19 juillet 2006
S
a l t L a k e C i t y
Tandis que la France
est plongée dans la canicule,Romain Dumas avait rendez-vous ce week-end dans
le... désert ! C’est en effet à Salt Lake City que le pilote originaire d’Alès
s’est déplacé ce week-end pour la 5ème manche de l’American Le Mans Series.
Situé au beau milieu du lac salé, c’est-à-dire au niveau de la mer, dans l’un
des endroits les plus secs des Etats- Unis, le tout nouveau circuit de Salt
Lake City a très rapidement fait l’unanimité auprès des pilotes. Long, rapide,
ponctué de belles courbes et d’échappatoires peu dangereux, le tracé de l’Utah
n’était, sur le papier en tout cas, pas le plus favorables aux prototypes de
la catégorie LM P2. Il était en revanche présumé beaucoup
plus adapté aux caractéristiques de l’Audi R10 à moteur diesel, dont c’était
le grand retour après un succès aux 12 Heures de Sebring puis aux 24 Heures
du Mans.
Dès les essais, Romain apportait pourtant un joli démenti en
s’octroyant le meilleur chrono. Aux qualifications, les Audi R10 se montraient
finalement intraitables. L’équipier de Romain, Timo Bernhard, réussissait le
second temps en LM P2, concédant la pole à l’autre Porsche pour quelques petits
centièmes de seconde seulement.
Samedi après-midi, le mercure pointait
encore très haut sur le thermomètre de Salt Lake City quand les voitures se
présentaient au départ. Bien que n’ayant pas en charge de qualifier la voiture
sur cette épreuve, Romain s’installait dans le Spyder Porsche RS #7 pour le
premier relais. Le Français passait les vingt premières minutes dans le sillage
de la voiture soeur, pilotée par Sascha Maassen avant de la doubler. Après 45
minutes, le pilote Porsche regagnait son stand pour donner le témoin à son équipier.

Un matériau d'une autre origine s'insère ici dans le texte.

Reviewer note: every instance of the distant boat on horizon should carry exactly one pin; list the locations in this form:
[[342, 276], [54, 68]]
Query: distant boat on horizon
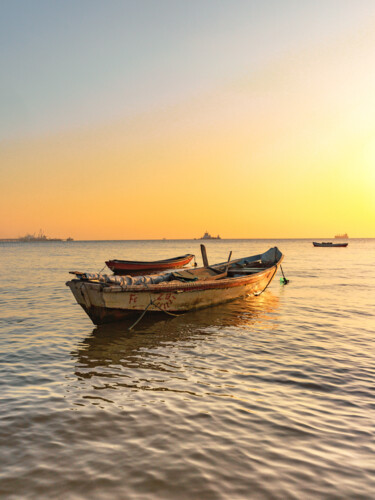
[[342, 236], [329, 244], [40, 237], [207, 236]]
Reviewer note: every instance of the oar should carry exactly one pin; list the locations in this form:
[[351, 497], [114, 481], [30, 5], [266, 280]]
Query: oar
[[223, 274], [204, 256]]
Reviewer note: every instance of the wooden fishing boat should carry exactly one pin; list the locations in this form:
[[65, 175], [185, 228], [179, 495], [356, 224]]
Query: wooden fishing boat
[[144, 267], [329, 244], [111, 298]]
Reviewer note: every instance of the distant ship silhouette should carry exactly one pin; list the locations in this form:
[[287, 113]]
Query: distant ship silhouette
[[342, 236], [207, 236]]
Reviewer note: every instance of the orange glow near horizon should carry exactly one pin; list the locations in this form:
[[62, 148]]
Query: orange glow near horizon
[[286, 153]]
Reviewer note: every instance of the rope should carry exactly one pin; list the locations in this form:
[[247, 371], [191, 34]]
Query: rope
[[286, 281]]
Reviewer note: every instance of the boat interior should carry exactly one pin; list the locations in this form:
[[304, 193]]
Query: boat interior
[[230, 269]]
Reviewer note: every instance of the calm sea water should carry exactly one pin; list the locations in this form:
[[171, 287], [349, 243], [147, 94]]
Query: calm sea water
[[267, 398]]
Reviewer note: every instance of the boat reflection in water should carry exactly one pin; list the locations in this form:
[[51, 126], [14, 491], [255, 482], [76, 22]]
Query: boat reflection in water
[[166, 344]]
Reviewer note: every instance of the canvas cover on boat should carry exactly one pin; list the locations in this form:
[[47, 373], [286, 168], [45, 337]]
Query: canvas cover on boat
[[150, 279]]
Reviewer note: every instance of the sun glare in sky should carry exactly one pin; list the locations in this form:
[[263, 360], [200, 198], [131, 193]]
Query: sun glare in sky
[[137, 120]]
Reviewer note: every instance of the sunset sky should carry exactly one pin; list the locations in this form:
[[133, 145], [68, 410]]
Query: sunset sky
[[166, 118]]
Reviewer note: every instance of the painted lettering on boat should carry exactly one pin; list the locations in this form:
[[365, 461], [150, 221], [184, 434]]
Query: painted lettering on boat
[[165, 300]]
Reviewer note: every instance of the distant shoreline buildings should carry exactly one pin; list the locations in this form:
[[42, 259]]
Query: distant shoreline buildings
[[34, 238]]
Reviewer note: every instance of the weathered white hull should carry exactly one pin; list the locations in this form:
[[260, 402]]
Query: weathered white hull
[[112, 303]]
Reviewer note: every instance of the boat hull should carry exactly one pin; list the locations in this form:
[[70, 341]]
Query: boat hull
[[106, 304]]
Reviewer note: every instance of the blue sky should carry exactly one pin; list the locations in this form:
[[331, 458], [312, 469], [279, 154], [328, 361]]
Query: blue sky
[[71, 64]]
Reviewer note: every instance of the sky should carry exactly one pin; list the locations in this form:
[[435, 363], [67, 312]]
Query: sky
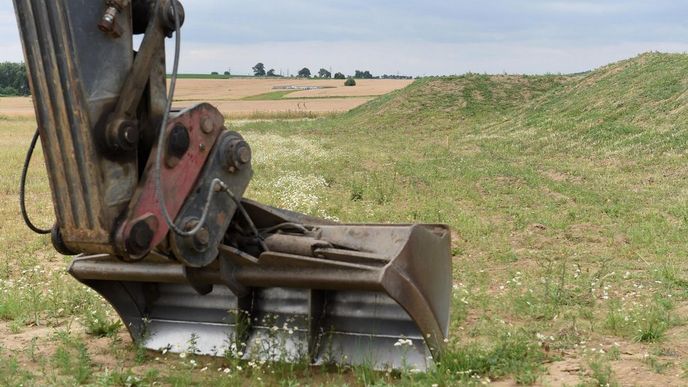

Au profit des arrêts- ravitaillements, Timo Bernhard hissait le Spyder Porsche
RS #7 jusqu’en tête de la course avant de devoir repasser lui aussi par les
stands après 1h55 de course. Ce magnifique parcours allait hélas s’arrêter lorsque
Romain, remonté dans la voiture, regagnait la piste. “Je
suis revenu en piste en tête juste devant la seconde voiture de l’équipe. Etant
en pneus froids et avec le plein d’essence, j’ai préféré le laisser passer pour
ne pas le bloquer inutilement. Je savais que je pourrais rapidement repasser
devant. Hélas, dès mon premier tour, la voiture s’est mise à sous-virer excessivement
dans un virage. Je suis parti dans la terre, puis dans le virage suivant. En
fait, l’accélérateur était bloqué par une boule de gomme ! C’est ce qu’ont découvert
les mécaniciens quand je suis rentré aux stands. Bien sûr, l’arrêt nous a fait
perdre du temps. Je suis reparti mais un problème technique au niveau du moteur
lié à la réparation précédente est immédiatement apparu à mon retour en piste.
Ce qui a entraîné une neutralisation de la course. J’ai soulevé le capot pour
réparer moi-même cette panne mais il n’y avait déjà plus grand chose à espérer
tant notre retard était important. C’est dommage car nous passons à côté d’une
nouvelle victoire mais aussi parce que nous cédons à nouveau de précieux points
au championnat.” C’est avec un retard de
27 points que Romain et son équipier se présenteront à Portlant ce week-end,
un circuit où ils se sont imposés ces deux dernières années en GT2.